ICCサミットは「ともに学び、ともに産業を創る。」ための場です。毎回200名以上が登壇し、総勢900名以上が参加する。そして参加者同士が朝から晩まで真剣に議論し、学び合うエクストリーム・カンファレンスです。 次回ICCサミット FUKUOKA 2021は、2021年2月15日〜2月18日 福岡市での開催を予定しております。参加登録は公式ページをご覧ください。
JR大阪駅より京都方面に阪急電車に乗って「関大前」で降りると、駅から1分というKAPOK JAPANのオフィス。地図の通りに到着しましたが、目の前にあるのは、ボーリング場に100円ショップ、ブックオフにゲームセンターです。
建物の前に立ち尽くしていると、KAPOK JAPANの深井 喜翔さんが現れました。この建物を有しているアパレルメーカー、双葉商事の一角に、オフィスがあるのです。
1947年創業の双葉商事に、深井さんが26歳のときに入社して新しい事業、KAPOK JAPANを立ち上げるまでのいきさつは、深井さんのnoteに綴られています。
▶【予告編】28歳スキル皆無、ヒトモノカネ不足のアパレルアトツギが、新規事業を始め半年で500人の前でプレゼンすることになった話(note)
部屋に通されると、目の前に「たった5mmで、ダウンの暖かさ」と銘打つ、KAPOK KNOTのジャケットが並んでいます。左から、アウトドアやタウンユースに良さそうなエアーライトジャケット、羽織りジャケット、ステンカラーコート、エアーライトジャケット(色違い)、カポックダウンライトジャケット。早速手に取ってみると……。

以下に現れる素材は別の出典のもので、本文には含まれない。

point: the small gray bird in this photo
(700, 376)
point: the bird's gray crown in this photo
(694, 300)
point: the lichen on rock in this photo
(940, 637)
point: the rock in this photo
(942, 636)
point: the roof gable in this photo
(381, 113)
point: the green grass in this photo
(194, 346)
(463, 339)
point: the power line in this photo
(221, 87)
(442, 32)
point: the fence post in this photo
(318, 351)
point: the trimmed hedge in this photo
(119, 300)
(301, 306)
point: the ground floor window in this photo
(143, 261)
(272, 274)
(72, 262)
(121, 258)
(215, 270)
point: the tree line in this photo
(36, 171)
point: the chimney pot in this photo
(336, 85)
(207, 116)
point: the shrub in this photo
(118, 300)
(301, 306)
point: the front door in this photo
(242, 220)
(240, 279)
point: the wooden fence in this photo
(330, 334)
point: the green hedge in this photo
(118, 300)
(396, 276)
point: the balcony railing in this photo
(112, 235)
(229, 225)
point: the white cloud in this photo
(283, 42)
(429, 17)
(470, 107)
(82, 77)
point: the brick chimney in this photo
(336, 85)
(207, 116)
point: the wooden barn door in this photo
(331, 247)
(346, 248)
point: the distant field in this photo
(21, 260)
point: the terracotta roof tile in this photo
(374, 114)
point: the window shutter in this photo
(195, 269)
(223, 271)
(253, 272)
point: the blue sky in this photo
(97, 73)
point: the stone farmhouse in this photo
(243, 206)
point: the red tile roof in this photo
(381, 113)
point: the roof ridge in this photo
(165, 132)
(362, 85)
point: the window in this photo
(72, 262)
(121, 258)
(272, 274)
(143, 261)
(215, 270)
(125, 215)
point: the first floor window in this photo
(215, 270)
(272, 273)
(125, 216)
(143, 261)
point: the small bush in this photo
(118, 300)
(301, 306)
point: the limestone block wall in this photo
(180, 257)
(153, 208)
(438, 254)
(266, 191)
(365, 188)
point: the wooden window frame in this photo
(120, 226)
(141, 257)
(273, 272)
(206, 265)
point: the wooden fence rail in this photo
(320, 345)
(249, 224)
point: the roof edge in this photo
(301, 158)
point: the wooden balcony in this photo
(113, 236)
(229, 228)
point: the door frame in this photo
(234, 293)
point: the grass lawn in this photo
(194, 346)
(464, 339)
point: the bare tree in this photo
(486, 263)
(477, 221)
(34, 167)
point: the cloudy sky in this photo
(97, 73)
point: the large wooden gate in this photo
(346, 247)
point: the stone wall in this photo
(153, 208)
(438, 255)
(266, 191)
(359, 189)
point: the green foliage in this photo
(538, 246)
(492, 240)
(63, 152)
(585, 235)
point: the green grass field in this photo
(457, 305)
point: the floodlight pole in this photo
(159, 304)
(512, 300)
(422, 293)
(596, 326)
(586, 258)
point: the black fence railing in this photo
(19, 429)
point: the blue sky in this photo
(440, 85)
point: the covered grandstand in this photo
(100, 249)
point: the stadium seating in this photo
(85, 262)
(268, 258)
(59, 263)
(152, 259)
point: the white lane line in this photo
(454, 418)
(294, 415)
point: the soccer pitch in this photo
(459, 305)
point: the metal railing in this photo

軽い! 拍子抜けするほど、驚きの軽さです。アウトドアウェアなどで、質がよくて、機能の高いものになればなるほど、軽くなって価格は高くなるイメージがありますが、植物の繊維で、この軽さ、薄さだと、冬の寒さをしのげるのか、心許ない気もします。
試しに羽織らせていただいて、写真を撮っているとたちまち暖かくなってきました。体感的には、ユニクロの大ヒットした薄いダウンベストの軽さで、格段に暖かい。寒い季節は重いロングコートで肩が凝ったり、着膨れたりしますよね? これならばそういったこともなさそうです。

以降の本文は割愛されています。